The European Space Agency and German Aerospace Center (DLR) have officially closed the book on the Rosetta mission.

In Nov. 2014, the Rosetta probe dropped the Philae lander onto a comet dubbed 67P/Churyumov-Gerasimenko, the first time any spacecraft landed on a comet. Rosetta has been tracking Philae's activity as the comet made its way around the sun.

According to The Associated Press, mission managers called time-of-death on the Philae probe, determining conditions on the comet would be far too cold for it to function.

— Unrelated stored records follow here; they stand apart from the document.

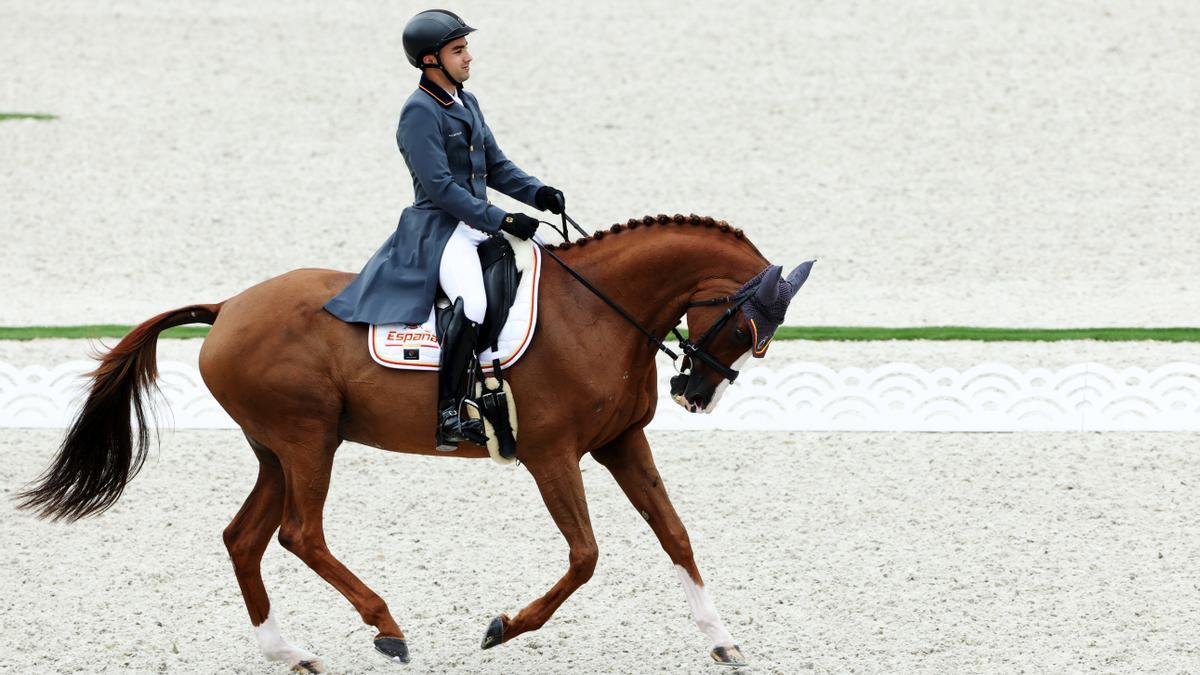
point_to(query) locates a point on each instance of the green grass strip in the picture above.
(5, 117)
(827, 333)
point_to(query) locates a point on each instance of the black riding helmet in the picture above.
(427, 33)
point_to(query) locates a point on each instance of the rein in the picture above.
(693, 351)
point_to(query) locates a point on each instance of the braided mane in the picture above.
(660, 220)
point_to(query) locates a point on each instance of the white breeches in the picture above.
(460, 273)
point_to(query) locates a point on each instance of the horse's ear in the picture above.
(797, 276)
(768, 287)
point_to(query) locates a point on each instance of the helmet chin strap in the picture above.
(443, 69)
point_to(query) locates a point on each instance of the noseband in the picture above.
(699, 350)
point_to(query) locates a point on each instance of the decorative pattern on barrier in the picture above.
(802, 396)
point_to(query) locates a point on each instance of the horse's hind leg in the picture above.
(246, 538)
(631, 464)
(306, 477)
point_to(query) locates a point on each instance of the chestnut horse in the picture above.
(299, 382)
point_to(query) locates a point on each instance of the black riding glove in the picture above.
(550, 199)
(519, 225)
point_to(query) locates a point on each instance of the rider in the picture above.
(453, 159)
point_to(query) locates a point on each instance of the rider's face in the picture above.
(456, 59)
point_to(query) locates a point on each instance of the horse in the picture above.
(299, 382)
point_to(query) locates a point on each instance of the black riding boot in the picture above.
(457, 356)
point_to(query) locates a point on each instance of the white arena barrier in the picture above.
(801, 396)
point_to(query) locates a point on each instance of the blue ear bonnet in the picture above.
(768, 303)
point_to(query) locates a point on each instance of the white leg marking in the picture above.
(703, 610)
(274, 646)
(724, 384)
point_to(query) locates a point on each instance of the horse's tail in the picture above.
(99, 455)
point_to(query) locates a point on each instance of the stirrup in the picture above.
(453, 429)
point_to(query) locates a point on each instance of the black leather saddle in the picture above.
(501, 281)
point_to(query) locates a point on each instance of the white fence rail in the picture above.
(803, 396)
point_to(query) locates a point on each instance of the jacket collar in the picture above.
(436, 91)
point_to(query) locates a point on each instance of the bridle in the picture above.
(691, 351)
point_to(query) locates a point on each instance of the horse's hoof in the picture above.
(495, 633)
(312, 665)
(395, 649)
(729, 656)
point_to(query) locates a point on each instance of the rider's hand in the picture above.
(551, 199)
(519, 225)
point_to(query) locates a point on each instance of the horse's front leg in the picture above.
(630, 461)
(562, 489)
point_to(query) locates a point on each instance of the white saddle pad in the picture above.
(415, 347)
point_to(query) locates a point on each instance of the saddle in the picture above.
(501, 281)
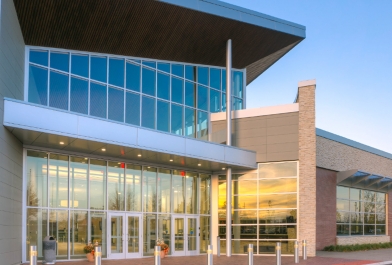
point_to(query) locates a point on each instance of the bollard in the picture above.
(218, 246)
(157, 255)
(98, 255)
(278, 249)
(304, 254)
(296, 252)
(250, 254)
(209, 255)
(33, 255)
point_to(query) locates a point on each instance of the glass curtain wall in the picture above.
(360, 212)
(72, 199)
(170, 97)
(264, 207)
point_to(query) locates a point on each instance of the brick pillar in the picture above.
(307, 165)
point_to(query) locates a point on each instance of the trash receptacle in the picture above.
(49, 250)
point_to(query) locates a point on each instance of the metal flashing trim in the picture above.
(346, 141)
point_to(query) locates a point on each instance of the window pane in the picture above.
(177, 90)
(163, 86)
(97, 100)
(97, 184)
(202, 98)
(148, 112)
(164, 190)
(215, 103)
(178, 70)
(78, 182)
(58, 94)
(39, 57)
(79, 65)
(116, 104)
(79, 95)
(133, 188)
(116, 186)
(202, 75)
(116, 72)
(163, 114)
(177, 119)
(133, 77)
(150, 189)
(190, 94)
(59, 61)
(58, 181)
(215, 75)
(38, 85)
(37, 165)
(202, 125)
(132, 112)
(148, 82)
(190, 122)
(98, 68)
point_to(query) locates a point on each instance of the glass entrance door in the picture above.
(185, 235)
(124, 236)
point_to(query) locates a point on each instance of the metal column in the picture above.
(228, 142)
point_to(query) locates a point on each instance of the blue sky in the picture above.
(348, 50)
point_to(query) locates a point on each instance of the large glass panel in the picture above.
(133, 188)
(202, 98)
(98, 100)
(148, 84)
(164, 190)
(79, 95)
(58, 181)
(98, 68)
(149, 189)
(177, 120)
(191, 192)
(148, 112)
(178, 180)
(132, 111)
(133, 77)
(163, 86)
(79, 65)
(37, 177)
(163, 114)
(190, 122)
(39, 57)
(177, 90)
(78, 182)
(58, 94)
(78, 233)
(116, 72)
(116, 104)
(116, 186)
(58, 228)
(38, 85)
(97, 184)
(59, 61)
(36, 229)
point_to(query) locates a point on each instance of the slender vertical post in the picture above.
(228, 142)
(33, 255)
(157, 255)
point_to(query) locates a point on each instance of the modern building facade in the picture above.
(115, 125)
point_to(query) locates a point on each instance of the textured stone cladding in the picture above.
(307, 167)
(325, 208)
(11, 152)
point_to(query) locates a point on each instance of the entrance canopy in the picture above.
(363, 180)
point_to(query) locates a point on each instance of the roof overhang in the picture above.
(355, 178)
(192, 31)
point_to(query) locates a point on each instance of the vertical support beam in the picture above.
(228, 142)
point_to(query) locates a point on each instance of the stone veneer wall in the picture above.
(307, 165)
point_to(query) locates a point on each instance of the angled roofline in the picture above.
(346, 141)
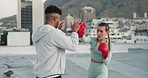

Philae bounced when it landed more than a year ago and wound up blocked from sunlight, thus stopping it from charging. Philae was able to communicate with ground control when the comet approached the sun, but things became strained again afterward.

"The chances for Philae to contact our team at our lander control centre are unfortunately getting close to zero," Stephan Ulamec, Philae project manager at DLR, said in a statement. "We are not sending commands any more and it would be very surprising if we were to receive a signal again."

The ESA and DLR last heard from Philae in July.

"The comet's level of activity is now decreasing, allowing Rosetta to safely and gradually reduce its distance to the comet again," Sylvain Lodiot, ESA's Rosetta spacecraft operations manager, said in the statement. "Eventually we will be able to fly in 'bound orbits' again, approaching to within 10-20 km - and even closer in the final stages of the mission - putting us in a position to fly above Abydos close enough to obtain dedicated high-resolution images to finally locate Philae and understand its attitude and orientation."